BEIJING - Although a high-profile corruption case involving former Chongqing Beibei district Communist Party secretary Lei Zhengfu ended last month when he was sentenced to 13 years in prison, revealing photos posted online of Lei and a young woman engaged in sexual activity are still a hot topic in China.
He is not the only high-level official toppled after an inappropriate relationship was investigated by the disciplinary authorities.
Earlier this year, Yi Junqing, former head of the party's central compilation and translation bureau, was removed from his post - also on charges of pursuing an "improper lifestyle".
A woman claiming to have been his mistress had posted a detailed description of the alleged affair on the Internet. The post quickly went viral.
These so-called improper lifestyles are, in fact, a form of sexual bribery, a phenomenon that's increasingly common. However, they are hard to identify because of an anomaly in Chinese law, according to Dr Yang Xiaojun, a legal expert at the Chinese Academy of Governance.
Under Chinese criminal law, there is no accurate definition of sexual bribery, let alone any means of identifying or punishing it, Dr Yang said.
"Therefore, the definition of corruption should be widened to include this as soon as possible," he said, adding that he has been calling for the law to be revised for a number of years.
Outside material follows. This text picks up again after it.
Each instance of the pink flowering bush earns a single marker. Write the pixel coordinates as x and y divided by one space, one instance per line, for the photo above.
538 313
According to the law, the charge of bribery is concerned purely with financial reward. That means officials found to have accepted bribes of a sexual nature are dealt with by a disciplinary committee and not a criminal court.
Mr Yi Shenghua, a Beijing-based lawyer who has specialised in corruption cases for 10 years, said: "It's hard to identify, or obtain evidence of, sexual bribery."
He said that a major challenge is to distinguish between a purely sexual transaction and an illicit affair based on genuine affection.
He said: "Sometimes, a person's actions can be criticised only from a moral standpoint and will not result in serious punishment."